Depois irás ver a luz, irás sentir-te calma e talvez um pouco feliz. A tempestade irá passar!
Estas eram as palavras que me repetia no dia em que me deixou, nesse e em todos os dias que se seguiram.
Esperei que essa luz volta-se, ansiei por dias mais brandos e amenos.

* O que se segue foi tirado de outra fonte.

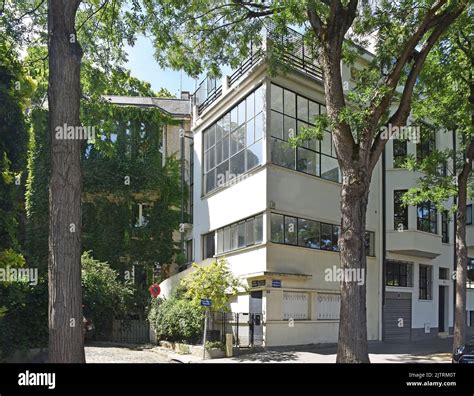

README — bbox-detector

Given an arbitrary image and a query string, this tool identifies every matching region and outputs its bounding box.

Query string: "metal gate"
[206,312,264,348]
[383,292,411,342]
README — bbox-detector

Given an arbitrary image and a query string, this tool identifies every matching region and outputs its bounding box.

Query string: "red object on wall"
[148,283,161,298]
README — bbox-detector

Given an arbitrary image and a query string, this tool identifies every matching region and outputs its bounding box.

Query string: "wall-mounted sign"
[252,279,266,287]
[272,279,281,287]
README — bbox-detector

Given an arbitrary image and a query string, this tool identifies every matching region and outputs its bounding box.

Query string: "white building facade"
[161,31,474,346]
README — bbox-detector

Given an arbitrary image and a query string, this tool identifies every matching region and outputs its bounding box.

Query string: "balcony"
[387,230,442,259]
[466,225,474,248]
[192,26,323,114]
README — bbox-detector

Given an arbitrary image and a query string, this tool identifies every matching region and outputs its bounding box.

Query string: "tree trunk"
[48,0,85,363]
[453,169,468,352]
[337,169,370,363]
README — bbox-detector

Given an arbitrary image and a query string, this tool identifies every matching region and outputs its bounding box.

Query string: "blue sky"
[126,36,202,97]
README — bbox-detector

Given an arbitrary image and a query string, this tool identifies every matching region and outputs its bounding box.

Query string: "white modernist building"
[156,30,474,346]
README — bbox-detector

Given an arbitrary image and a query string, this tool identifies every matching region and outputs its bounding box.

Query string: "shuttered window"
[317,293,341,320]
[283,291,308,320]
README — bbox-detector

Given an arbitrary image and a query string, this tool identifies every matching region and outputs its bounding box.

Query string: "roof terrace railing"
[192,27,323,114]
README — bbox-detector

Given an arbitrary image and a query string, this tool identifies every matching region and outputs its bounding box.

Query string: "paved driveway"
[205,338,452,363]
[85,343,170,363]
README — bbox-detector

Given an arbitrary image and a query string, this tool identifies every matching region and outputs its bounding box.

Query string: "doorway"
[438,286,449,333]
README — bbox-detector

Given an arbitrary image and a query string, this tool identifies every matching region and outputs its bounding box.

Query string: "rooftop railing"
[192,27,323,114]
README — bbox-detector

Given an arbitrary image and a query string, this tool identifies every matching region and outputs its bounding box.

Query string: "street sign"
[272,279,281,287]
[201,298,212,307]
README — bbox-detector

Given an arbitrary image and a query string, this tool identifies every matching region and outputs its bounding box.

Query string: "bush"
[81,252,132,340]
[0,278,48,361]
[148,296,204,344]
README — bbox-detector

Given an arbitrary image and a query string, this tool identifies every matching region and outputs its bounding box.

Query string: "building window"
[416,130,436,161]
[316,293,341,320]
[393,138,407,168]
[439,267,449,280]
[467,258,474,288]
[393,190,408,231]
[184,239,194,263]
[365,231,375,257]
[202,231,216,259]
[417,201,438,234]
[283,291,309,320]
[215,214,263,257]
[203,87,264,194]
[385,261,413,287]
[419,264,433,300]
[270,213,375,256]
[270,84,341,182]
[441,210,449,243]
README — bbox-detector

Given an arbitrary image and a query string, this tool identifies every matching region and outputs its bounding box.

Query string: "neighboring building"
[116,32,474,346]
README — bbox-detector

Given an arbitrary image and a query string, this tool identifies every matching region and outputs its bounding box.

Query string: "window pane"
[224,227,230,252]
[230,125,245,156]
[237,222,245,247]
[216,118,224,142]
[245,140,263,170]
[230,107,239,132]
[215,140,222,164]
[256,113,264,144]
[271,213,283,243]
[283,89,296,117]
[272,139,295,169]
[245,218,255,246]
[246,118,255,146]
[230,150,246,177]
[308,100,319,124]
[230,224,239,250]
[298,219,321,249]
[283,116,296,140]
[237,100,246,125]
[271,84,283,113]
[321,132,333,156]
[245,93,255,121]
[205,169,216,192]
[222,135,230,161]
[217,228,224,254]
[297,147,319,176]
[321,223,333,250]
[321,155,340,182]
[222,113,230,136]
[216,161,229,187]
[208,125,216,147]
[270,111,283,139]
[205,147,216,172]
[297,96,308,121]
[254,215,263,243]
[285,216,298,245]
[254,86,264,114]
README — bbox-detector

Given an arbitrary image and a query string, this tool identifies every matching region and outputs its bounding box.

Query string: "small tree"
[181,259,241,311]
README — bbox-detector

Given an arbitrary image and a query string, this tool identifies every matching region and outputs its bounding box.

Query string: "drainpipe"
[179,122,185,264]
[381,149,387,341]
[454,130,458,334]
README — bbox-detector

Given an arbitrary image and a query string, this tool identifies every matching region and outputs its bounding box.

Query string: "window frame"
[418,264,433,301]
[268,82,342,183]
[416,201,438,235]
[393,190,408,231]
[385,260,414,288]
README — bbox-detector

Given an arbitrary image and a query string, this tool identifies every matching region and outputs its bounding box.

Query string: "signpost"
[201,298,212,360]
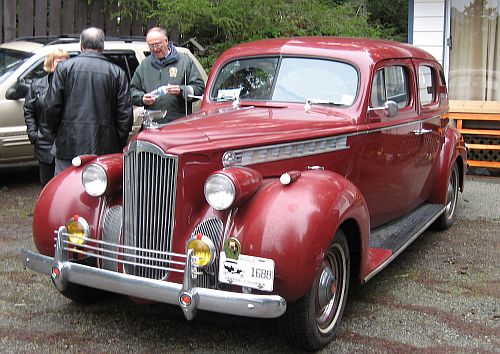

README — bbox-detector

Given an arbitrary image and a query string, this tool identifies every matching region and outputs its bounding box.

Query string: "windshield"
[0,48,33,83]
[211,57,358,106]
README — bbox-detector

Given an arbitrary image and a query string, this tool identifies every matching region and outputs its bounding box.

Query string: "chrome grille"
[123,141,178,279]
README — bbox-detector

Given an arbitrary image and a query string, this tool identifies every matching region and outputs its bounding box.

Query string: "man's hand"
[167,85,181,96]
[142,93,156,106]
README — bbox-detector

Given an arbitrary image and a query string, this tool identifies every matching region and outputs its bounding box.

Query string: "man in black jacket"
[45,27,133,175]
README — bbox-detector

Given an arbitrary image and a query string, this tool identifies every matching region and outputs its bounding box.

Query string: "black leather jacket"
[45,51,133,160]
[24,74,54,163]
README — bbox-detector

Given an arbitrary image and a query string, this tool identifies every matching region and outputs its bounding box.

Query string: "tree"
[108,0,403,67]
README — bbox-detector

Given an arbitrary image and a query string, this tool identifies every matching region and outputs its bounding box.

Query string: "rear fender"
[230,170,369,301]
[429,126,467,205]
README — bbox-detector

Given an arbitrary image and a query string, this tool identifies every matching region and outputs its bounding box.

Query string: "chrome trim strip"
[222,116,439,167]
[363,206,446,282]
[21,249,286,318]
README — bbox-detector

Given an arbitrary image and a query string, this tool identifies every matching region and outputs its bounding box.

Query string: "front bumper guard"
[21,230,286,320]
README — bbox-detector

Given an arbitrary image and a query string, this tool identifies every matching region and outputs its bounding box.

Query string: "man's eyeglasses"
[149,42,163,50]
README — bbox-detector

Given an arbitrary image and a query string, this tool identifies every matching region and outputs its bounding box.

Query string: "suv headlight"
[82,163,108,197]
[205,173,236,210]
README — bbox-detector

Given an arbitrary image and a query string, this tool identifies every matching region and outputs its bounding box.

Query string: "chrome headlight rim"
[203,173,236,211]
[186,234,216,269]
[82,163,108,197]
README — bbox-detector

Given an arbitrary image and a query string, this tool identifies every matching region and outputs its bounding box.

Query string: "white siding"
[413,0,445,64]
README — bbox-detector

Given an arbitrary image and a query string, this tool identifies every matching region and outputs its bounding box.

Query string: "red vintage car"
[22,37,467,350]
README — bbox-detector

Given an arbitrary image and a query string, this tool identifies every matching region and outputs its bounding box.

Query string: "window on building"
[448,0,500,101]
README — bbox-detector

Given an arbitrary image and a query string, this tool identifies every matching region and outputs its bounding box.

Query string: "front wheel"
[434,163,460,230]
[285,230,350,350]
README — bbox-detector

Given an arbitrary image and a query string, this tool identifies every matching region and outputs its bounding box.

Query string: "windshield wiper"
[304,98,345,112]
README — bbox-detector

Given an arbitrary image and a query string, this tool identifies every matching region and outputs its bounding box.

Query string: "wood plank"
[450,100,500,114]
[3,0,16,42]
[445,112,500,121]
[467,160,500,168]
[35,0,48,36]
[49,0,61,36]
[467,143,500,150]
[460,129,500,136]
[75,1,89,33]
[89,0,104,30]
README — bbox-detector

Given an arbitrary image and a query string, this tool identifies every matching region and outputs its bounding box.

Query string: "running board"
[364,204,445,282]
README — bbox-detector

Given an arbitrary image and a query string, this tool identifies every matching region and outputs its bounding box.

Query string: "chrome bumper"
[21,242,286,320]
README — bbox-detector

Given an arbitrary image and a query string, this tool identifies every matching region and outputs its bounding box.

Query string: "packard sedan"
[22,37,467,350]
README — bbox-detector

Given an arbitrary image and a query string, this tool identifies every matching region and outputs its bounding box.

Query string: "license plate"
[219,252,274,291]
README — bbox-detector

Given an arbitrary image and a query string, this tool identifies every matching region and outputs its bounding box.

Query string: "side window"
[21,52,78,84]
[370,65,409,108]
[103,52,139,82]
[418,65,436,105]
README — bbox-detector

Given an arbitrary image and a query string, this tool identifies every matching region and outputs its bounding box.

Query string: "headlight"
[66,215,90,245]
[205,173,236,210]
[186,234,215,268]
[82,163,108,197]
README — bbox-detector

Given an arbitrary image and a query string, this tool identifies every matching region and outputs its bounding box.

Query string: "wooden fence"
[0,0,154,43]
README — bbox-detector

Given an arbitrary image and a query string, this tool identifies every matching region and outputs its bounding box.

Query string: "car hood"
[136,106,355,154]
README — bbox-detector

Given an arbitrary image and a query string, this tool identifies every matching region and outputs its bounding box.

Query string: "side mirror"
[368,100,399,118]
[5,81,30,100]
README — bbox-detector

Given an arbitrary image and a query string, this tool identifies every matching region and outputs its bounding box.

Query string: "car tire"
[284,230,350,350]
[434,163,460,230]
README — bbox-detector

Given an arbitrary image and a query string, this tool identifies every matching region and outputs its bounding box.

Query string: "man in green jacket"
[130,27,205,121]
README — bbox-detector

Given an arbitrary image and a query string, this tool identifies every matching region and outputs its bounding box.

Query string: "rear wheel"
[284,230,350,350]
[434,163,460,230]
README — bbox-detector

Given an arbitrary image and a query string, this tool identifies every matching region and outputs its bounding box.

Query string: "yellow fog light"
[186,234,215,268]
[66,215,90,245]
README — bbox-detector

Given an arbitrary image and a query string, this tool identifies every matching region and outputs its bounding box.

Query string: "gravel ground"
[0,167,500,353]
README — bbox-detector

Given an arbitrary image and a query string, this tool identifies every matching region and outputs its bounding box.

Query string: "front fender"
[32,161,103,257]
[231,170,369,301]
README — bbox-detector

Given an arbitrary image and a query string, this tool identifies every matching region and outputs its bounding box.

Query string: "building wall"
[408,0,446,65]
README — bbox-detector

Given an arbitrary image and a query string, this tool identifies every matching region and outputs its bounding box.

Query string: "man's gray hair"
[80,27,104,52]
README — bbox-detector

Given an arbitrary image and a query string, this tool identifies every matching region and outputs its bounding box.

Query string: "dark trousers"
[38,161,56,188]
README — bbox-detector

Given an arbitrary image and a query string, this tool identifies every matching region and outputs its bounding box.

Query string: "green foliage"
[108,0,406,68]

A angústia passou, a tristeza que existia dentro do meu coração foi amenizando até encontrar um porto sereno onde se abrigar. A vida, a vida como a conhecia continuava.
Só agora a casa para onde nos tínhamos mudado ganhava forma, só agora o sufoco pelo qual passamos durante tantos anos se balançava com advir mais aberto.
Foi nestes dias, depois de tantos de sombra que ela partiu.
Deixou-me depois, depois de aguentar comigo todas as tempestades, de fazermos de pouco muito. Rimos do que tínhamos e do que faltava. Cada dia foi uma vitoria, cada madrugada um desafio que ambas estávamos dispostas a travar.
Dissipou-se no ar, num instante a sua essência, tudo aquilo que fazia dela, ela, única e irrepetível esvaneceu-se. O invólucro vazio e frio que acarinhei por uma última vez já não a continha. A vivacidade, o universo que existia nos seus grandes olhos amarelos havia desaparecido.
A verdade é que nunca haveria de viver na nova casa, como era esperado. A frustração contudo não foi essa, o desespero residiu na minha lentidão. Esperou toda a sua vida que eu aprende-se a lidar com o mundo. Presenciou como ninguém as minhas falhas de caracter e todas as outras também. A falha maior, aquela que carrego sobre os ombros, foi de em 13 anos não ter conseguido me transformar ma pessoa que ela viu, ou esperou que me torna-se. É esse o fantasma que persegue até hoje.
O que fica depois da angústia, do vazio, das dores que chamamos da alma?
Uma dor física que é real, nunca tinha ouvido falar dessa dor, como tal, nunca desejei a sua ausência. Este ser que mora dentro de mim e que não reconheço, respira ofegantemente e desesperadamente na ânsia de mudar o que está escrito em pedra.
Quem és tu? Que nome tem aquele que não sabe como seguir, mas sabe sempre como se infiltrar sob a forma de medo? Dor aguda, difusa, confusa como um quadro de Pollock. É peganhenta, consome por dentro.